In a stress study, researchers recruited 75 healthy volunteers, aged 18 to 60, who had at least two stress symptoms including being anxious, nervous, irritable, or having sleep trouble or digestive tract problems in the last 30 days and who were not taking medications for the symptoms. Participants took a blend of
Lactobacillus acidophilus and Bifidobacterium or a placebo once per day for three weeks. At the end of the study, the probiotic group reported significantly less abdominal pain, nausea and vomiting compared to placebo—without side effects.

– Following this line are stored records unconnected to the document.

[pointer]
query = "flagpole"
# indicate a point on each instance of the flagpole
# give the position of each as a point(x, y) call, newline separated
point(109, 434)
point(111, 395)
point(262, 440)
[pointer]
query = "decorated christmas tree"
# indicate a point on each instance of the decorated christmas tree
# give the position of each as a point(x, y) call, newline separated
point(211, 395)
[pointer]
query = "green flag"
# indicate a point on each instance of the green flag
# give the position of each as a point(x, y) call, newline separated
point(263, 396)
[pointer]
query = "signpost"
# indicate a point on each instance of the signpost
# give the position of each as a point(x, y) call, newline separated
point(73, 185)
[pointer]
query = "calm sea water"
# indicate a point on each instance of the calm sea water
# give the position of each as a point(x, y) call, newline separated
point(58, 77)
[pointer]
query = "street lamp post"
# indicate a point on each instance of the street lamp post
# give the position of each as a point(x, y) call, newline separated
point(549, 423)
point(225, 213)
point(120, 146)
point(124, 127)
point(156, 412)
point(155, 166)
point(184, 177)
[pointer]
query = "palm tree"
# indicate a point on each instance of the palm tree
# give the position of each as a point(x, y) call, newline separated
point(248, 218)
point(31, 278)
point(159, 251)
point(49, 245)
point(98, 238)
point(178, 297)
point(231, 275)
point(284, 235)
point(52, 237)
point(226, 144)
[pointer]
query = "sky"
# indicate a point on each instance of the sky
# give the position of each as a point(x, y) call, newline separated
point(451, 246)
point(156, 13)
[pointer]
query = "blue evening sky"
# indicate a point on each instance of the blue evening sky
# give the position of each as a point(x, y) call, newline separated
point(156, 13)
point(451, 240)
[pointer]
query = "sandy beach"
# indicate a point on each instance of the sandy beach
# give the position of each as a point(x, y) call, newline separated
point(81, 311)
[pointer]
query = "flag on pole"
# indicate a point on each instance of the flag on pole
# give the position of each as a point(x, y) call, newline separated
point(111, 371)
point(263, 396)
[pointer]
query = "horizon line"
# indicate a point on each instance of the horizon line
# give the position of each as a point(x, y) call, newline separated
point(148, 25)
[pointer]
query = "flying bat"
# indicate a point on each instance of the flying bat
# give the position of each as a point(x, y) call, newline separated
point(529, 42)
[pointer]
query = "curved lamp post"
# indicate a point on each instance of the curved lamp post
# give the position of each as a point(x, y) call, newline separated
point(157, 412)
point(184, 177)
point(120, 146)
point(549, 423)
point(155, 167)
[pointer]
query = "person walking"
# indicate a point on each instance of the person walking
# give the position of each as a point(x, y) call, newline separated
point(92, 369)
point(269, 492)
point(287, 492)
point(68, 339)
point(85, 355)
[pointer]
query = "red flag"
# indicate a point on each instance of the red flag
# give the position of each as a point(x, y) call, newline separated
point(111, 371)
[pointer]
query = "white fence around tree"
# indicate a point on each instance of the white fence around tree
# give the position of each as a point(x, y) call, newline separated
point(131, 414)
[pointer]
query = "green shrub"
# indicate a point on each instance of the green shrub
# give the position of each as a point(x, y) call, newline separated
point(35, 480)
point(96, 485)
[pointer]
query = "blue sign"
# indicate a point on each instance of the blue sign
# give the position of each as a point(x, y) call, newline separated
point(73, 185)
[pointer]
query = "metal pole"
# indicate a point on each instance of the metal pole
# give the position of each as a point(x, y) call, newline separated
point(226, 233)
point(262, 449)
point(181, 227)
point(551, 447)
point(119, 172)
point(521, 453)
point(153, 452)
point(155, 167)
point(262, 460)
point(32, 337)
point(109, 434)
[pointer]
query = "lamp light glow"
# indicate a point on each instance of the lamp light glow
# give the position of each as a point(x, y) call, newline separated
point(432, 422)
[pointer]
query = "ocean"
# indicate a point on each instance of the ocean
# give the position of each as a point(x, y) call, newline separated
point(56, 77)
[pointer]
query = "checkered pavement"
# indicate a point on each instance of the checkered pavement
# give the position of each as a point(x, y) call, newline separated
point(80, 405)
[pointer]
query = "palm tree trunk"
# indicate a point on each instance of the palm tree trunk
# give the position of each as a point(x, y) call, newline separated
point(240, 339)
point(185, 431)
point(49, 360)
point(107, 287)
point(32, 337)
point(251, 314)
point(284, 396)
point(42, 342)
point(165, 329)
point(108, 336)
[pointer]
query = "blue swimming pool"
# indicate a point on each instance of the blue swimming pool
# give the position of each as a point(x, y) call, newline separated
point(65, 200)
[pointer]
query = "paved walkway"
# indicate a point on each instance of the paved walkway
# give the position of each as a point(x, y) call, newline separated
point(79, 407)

In a study of endurance athletes during a four-month winter training period, 20 healthy male distance runners took
Lactobacillus capsules or a placebo twice per day with food for 28 days. After pausing for 28 days without treatment, the runners reversed
Lactobacillus and placebo for the next 28 days. An independent third-party research team assigned the
Lactobacillus and placebo treatments so that neither the runners nor study researchers knew which was which.
At the end of the study, seven runners in the placebo group had a combined total of 72 days with respiratory illness symptoms compared to three runners in the
Lactobacillus group who had a combined total of 30 days with respiratory illness symptoms and those symptoms were less severe in the
Lactobacillus group. Doctors found that the disease-fighting response from white blood cells appeared to be twice as strong in the
Lactobacillus group compared to placebo.
In a diarrhea study, 24 women with HIV/AIDS, aged 18 to 44, took three ounces of yogurt per day, with or without
Lactobacillus added, for 15 days. The women were not taking anti-retroviral therapy or any other dietary supplements. Within two days, 100 percent of the women in the
Lactobacillus group reported no diarrhea, flatulence or nausea compared to 16 percent of the women in the placebo group. Doctors measured a type of white blood cell (CD4) destroyed by HIV and found that levels stayed the same or increased in 92 percent of the
Lactobacillus group compared to 25 percent for placebo.
In the early 1900s, Russian scientist and Nobel laureate Eli Metchnikoff, a professor at the Pasteur Institute in Paris, theorized that aging results from foods decomposing in the gut, producing harmful microbes, and that helpful microbes—now known as probiotics—could replace these bad bacteria, prolonging life.